Lazar Cvetković

Personal information
- Date of birth: 13 October 1995 (age 30)
- Place of birth: Jagodina, FR Yugoslavia
- Height: 1.83 m (6 ft 0 in)
- Position: Defensive midfielder

Team information
- Current team: SV Lackenbach
- Number: 22

Youth career
- Jagodina

Senior career*
- Years: Team / Apps / (Gls)
- 2013–2016: Jagodina / 1 / (0)
- 2014–2016: → Tabane Trgovački (loan) / 21 / (1)
- 2016: Tabane Trgovački
- 2017: ASV Draßburg / 9 / (0)
- 2017–2021: SC Ritzing / 77 / (25)
- 2021: Jagodina
- 2022–2023: SC Ritzing / 59 / (18)
- 2024-: SV Lackenbach / 13 / (3)

= Lazar Cvetković =

Serbian footballer

Lazar Cvetković (Лазар Цветковић; born 13 October 1995) is a Serbian football midfielder who plays for Austrian lower league side SV Lackenbach.

==Career==
===Jagodina===
Cvetković was loaned to OFK Tabane for the second half of 2013–14. He made 11 league appearances and scored 1 goal until the end of season.

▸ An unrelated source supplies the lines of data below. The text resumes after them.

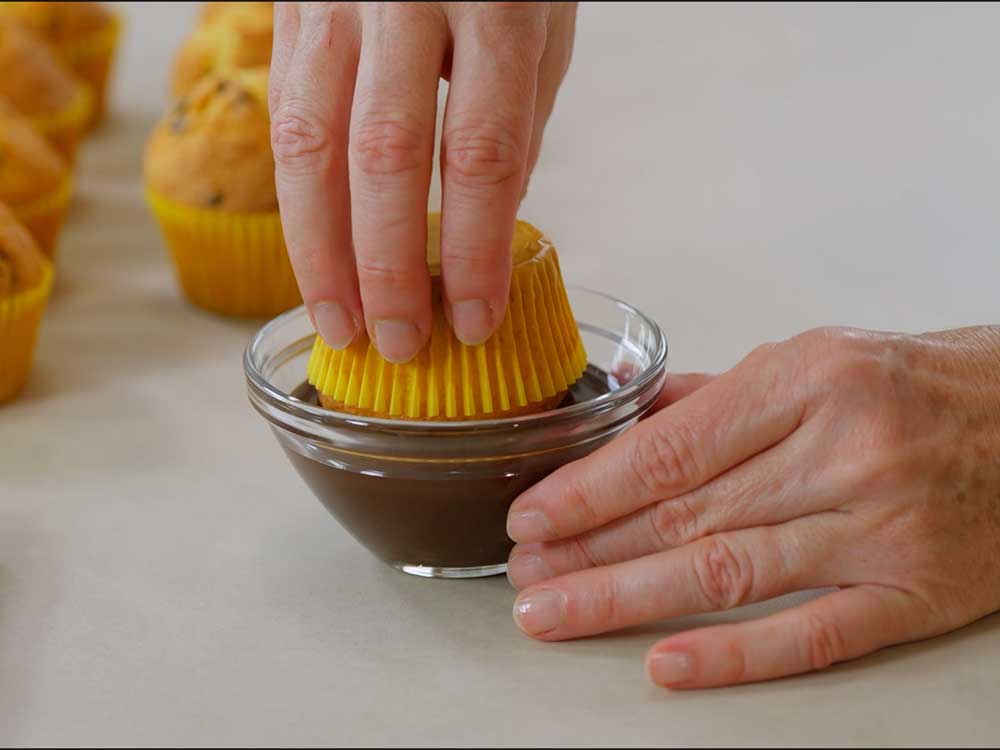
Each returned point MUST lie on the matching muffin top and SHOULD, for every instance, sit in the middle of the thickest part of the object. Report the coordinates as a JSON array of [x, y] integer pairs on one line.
[[29, 167], [58, 23], [22, 265], [228, 35], [41, 85], [213, 147]]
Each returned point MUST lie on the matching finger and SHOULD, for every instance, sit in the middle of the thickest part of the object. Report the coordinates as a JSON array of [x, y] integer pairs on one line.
[[309, 139], [678, 386], [484, 147], [286, 31], [733, 418], [836, 627], [551, 71], [716, 573], [773, 487], [391, 153]]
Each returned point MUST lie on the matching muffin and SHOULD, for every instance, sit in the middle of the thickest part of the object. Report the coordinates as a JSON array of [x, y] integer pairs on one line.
[[527, 366], [83, 36], [209, 176], [25, 283], [34, 181], [227, 36], [42, 90]]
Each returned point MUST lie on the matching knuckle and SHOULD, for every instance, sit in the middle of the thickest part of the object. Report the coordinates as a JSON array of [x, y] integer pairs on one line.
[[505, 22], [606, 605], [482, 265], [674, 523], [824, 642], [482, 155], [725, 577], [663, 460], [383, 275], [300, 140], [576, 496], [388, 146]]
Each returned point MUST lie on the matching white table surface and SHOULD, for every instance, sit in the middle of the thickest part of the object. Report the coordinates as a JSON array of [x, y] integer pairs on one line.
[[740, 172]]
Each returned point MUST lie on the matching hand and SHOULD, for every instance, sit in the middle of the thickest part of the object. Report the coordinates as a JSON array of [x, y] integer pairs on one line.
[[353, 105], [839, 458]]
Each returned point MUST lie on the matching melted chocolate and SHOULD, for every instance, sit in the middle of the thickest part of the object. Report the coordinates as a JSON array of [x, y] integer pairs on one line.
[[443, 520]]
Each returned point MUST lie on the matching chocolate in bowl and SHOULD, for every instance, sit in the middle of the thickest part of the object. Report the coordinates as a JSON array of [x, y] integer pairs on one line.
[[431, 498]]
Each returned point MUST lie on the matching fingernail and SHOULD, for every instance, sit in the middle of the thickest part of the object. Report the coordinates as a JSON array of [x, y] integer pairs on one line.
[[472, 321], [397, 340], [529, 526], [671, 668], [336, 326], [540, 611], [525, 569]]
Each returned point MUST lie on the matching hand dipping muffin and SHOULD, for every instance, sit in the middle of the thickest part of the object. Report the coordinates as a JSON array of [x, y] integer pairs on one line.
[[227, 36], [35, 83], [83, 35], [34, 181], [209, 174], [527, 366], [25, 283]]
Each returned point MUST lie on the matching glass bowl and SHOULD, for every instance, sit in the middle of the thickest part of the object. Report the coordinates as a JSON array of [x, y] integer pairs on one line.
[[431, 498]]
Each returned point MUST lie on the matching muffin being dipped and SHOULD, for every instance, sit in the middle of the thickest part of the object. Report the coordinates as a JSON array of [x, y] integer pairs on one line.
[[209, 175], [527, 366]]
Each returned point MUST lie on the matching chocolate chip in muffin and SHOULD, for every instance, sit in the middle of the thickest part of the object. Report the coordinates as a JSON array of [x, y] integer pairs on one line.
[[8, 275], [55, 24]]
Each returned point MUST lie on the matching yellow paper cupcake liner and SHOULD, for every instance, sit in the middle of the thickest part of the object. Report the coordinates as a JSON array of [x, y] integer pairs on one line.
[[20, 317], [90, 58], [229, 263], [64, 129], [44, 217], [527, 366]]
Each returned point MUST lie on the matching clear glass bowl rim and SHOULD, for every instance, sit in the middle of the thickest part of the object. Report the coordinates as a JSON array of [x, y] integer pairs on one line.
[[321, 417]]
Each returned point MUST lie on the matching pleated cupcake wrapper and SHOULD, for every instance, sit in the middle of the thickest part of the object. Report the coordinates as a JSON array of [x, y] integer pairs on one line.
[[229, 263], [20, 317], [90, 58], [65, 128], [44, 216], [527, 366]]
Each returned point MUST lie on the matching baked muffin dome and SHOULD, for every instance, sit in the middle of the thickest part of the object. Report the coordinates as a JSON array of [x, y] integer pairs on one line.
[[29, 168], [213, 147], [60, 24], [227, 36], [22, 265], [41, 86], [83, 36]]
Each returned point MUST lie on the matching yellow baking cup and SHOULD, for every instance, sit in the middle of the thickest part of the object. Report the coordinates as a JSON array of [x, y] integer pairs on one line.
[[20, 317], [65, 128], [90, 58], [44, 217], [229, 263], [527, 366]]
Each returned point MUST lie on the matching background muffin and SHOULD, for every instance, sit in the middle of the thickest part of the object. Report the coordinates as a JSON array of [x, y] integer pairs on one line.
[[25, 282], [213, 148], [83, 35], [34, 181], [35, 83], [209, 176], [227, 36]]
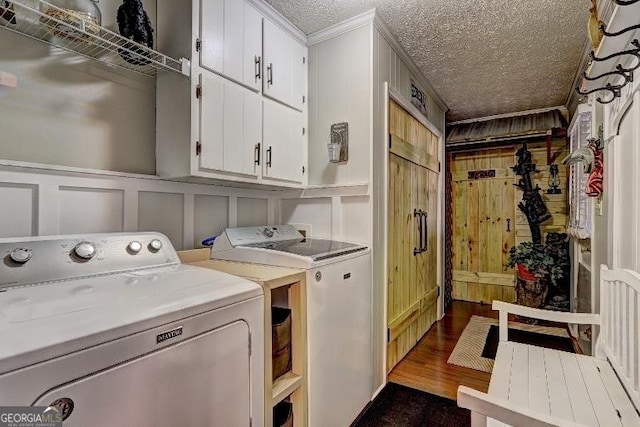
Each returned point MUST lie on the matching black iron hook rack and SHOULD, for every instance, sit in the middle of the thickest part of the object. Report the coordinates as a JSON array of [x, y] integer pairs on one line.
[[625, 73], [614, 89]]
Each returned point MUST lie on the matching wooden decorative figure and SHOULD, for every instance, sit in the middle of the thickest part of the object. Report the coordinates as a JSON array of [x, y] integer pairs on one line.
[[532, 204]]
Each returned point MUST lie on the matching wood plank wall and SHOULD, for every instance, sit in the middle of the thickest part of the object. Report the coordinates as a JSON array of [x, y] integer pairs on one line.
[[480, 208]]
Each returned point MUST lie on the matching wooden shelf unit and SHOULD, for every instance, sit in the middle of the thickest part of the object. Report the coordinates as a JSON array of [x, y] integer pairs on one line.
[[293, 384]]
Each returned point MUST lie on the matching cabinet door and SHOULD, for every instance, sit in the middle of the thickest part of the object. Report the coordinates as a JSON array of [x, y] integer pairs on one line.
[[277, 63], [231, 37], [283, 140], [230, 126]]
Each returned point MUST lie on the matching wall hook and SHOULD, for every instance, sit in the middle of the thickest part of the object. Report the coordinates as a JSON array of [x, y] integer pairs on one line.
[[617, 33], [614, 89], [635, 52], [622, 72]]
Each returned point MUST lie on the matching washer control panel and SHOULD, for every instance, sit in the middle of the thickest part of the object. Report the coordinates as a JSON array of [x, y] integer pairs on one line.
[[44, 259], [272, 233]]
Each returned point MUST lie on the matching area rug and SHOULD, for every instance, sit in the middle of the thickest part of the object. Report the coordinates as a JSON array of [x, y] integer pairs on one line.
[[400, 406], [478, 338]]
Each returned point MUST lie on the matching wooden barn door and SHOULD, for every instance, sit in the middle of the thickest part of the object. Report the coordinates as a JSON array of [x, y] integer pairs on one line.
[[412, 290], [484, 224]]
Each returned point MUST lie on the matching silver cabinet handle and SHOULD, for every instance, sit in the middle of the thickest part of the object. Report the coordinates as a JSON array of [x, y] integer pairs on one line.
[[258, 60], [256, 154]]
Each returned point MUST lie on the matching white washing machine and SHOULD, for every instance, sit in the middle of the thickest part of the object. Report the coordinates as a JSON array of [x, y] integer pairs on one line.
[[339, 314], [114, 331]]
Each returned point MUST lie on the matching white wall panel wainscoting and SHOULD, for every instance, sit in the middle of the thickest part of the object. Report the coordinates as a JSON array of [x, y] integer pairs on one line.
[[44, 201]]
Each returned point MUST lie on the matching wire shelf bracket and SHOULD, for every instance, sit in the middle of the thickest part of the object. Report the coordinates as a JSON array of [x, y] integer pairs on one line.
[[68, 30]]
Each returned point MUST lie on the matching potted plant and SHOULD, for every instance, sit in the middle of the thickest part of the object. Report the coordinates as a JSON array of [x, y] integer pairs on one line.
[[536, 266]]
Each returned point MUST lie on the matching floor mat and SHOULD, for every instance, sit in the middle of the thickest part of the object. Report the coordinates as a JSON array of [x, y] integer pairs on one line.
[[525, 337], [470, 345], [400, 406]]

Cvetković also played for Tabane in the 2014–15 season. After Jagodina's decision to rejuvenate the team, Cvetković returned from loan. He made his professional debut for Jagodina in 2nd fixture of 2015–16 Serbian SuperLiga, against Partizan. Next, he was loaned to Tabane again.